Das leuchtet mir ein. Das Gesamtbild Lanzarotes ist in sich stimmig. Obwohl touristisch bekannt und frequentiert, zeigt sich Lanzarote von der gediegenen Seite. Ruhig ist die Insel, ihre Orte haben beinahe einen ländlichen Charme. Das haben wir Manrique zu verdanken.
Der Künstler starb bei einem Autounfall auf einer Kreuzung, am 25 September 1992. Ganz Lanzarote hat den Tod seines „bevorzugten Sohnes“ betrauert. Am Ort seines Todes steht heute zur Erinnerung ein überlebensgroßes Windspiel. 1993, ein Jahr nach seinem Tod, wurde Lanzarote zum UNESCO Biosphärenreservat ernannt.
Ja, es ist ein wunderbarer Ort, obwohl er – ich war gerade heute dort – schon sehr stark frequentiert ist. Die Atmosphäre ist magisch, trotz alledem.
Es ist einer der meist besuchten Punkte auf Lanzarote, aber trotzdem wunderschön 🙂
Das ist ja ein ganz zauberhafter Ort. Vielleicht muss ich doch mal nach Lanzarote. Bisher hatte ich den Eindruck, da ist nichts als Lava, aber deine Berichte belehren mich eines Besseren. Danke!
Lanzarote ist Lava in ihrer schönsten Form 🙂 Im Ernst, die Insel hat noch mehr zu bieten. Sie ist so wunderbar touristisch und untouristisch zugleich; trotz der vielen Besucher hatte man sich dem Massentourismus frühzeitig entgegen gestellt. Heute hat sich Lanzarote seinen ländlichen Charme bewahrt.
Wow, was für eine tolle Aussicht auf dem Bild „Ein Spiel des Lichts“!!! Ist der weiße Pool nur für die Optik oder darf darin auch gebadet werden?

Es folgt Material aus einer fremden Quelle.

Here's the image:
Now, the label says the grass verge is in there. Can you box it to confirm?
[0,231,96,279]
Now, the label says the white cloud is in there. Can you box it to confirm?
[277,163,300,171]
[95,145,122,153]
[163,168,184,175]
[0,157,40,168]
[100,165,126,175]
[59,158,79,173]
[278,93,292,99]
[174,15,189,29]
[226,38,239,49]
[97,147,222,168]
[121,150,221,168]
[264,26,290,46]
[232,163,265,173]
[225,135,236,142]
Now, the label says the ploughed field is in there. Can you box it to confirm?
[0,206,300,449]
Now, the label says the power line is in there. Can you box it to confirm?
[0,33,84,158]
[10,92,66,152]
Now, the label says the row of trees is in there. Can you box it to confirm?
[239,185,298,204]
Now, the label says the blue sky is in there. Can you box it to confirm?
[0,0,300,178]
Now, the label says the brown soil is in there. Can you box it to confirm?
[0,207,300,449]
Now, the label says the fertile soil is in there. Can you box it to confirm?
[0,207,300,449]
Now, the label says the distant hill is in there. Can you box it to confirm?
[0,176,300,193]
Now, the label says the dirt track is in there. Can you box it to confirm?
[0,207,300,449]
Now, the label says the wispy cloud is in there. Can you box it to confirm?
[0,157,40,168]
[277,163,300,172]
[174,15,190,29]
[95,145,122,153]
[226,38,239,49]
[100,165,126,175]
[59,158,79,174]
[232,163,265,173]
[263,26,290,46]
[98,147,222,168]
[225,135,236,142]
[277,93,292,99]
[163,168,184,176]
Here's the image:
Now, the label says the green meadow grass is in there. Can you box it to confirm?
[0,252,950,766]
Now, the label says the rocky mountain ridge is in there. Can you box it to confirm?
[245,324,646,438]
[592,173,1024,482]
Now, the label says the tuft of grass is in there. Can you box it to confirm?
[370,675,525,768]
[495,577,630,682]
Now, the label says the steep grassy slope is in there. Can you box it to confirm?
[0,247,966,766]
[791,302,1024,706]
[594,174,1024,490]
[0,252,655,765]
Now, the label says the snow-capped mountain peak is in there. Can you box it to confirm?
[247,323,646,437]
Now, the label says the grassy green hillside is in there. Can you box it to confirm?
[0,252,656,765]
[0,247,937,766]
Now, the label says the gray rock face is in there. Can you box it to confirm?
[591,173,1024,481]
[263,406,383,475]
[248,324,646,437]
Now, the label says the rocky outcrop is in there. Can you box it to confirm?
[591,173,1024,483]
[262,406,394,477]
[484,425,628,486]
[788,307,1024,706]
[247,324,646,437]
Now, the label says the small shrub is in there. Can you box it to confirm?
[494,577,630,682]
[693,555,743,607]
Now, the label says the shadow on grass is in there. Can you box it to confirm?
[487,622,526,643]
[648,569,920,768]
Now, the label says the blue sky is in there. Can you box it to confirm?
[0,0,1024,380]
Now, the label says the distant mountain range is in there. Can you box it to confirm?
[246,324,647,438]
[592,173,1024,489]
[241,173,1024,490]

Liebe Grüße und dir noch einen wunderschönen sonnigen Tag,
Roland
Die Höhle ist wunderschön und hat eine einzigartige Atmosphäre, trotz der vielen Besucher. Die Lichtspiegelungen haben mich begeistert. Der weiße Pool war mal früher, soweit ich weiß, zum Baden freigegeben – heute ist es nur noch ein Anschauungsobjekt 😉
Vielen Dank, ich hoffe, du hattest auch einen schönen Tag; ich war wieder wandern 😉
Lg Kasia
Wow !! Was die Natur (und der Künstler) hier vollbracht hat, ist von unvergleichlicher Schönheit. Vielen Dank, dass wir Ihren Blog genießen durften.
Gerade dieses Zusammenspiel zwischen Natur und Kunst ist das, was hier so harmonisch wirkt. Die Kunst versucht nicht, herauszustechen oder die Natur zu dominieren. Es gibt noch mehr solche schönen Orte auf Lanzarote. Ich teile gerne meine Eindrücke mit Ihnen.
Was macht denn Ihre neue Webseite? Ist sie schon online?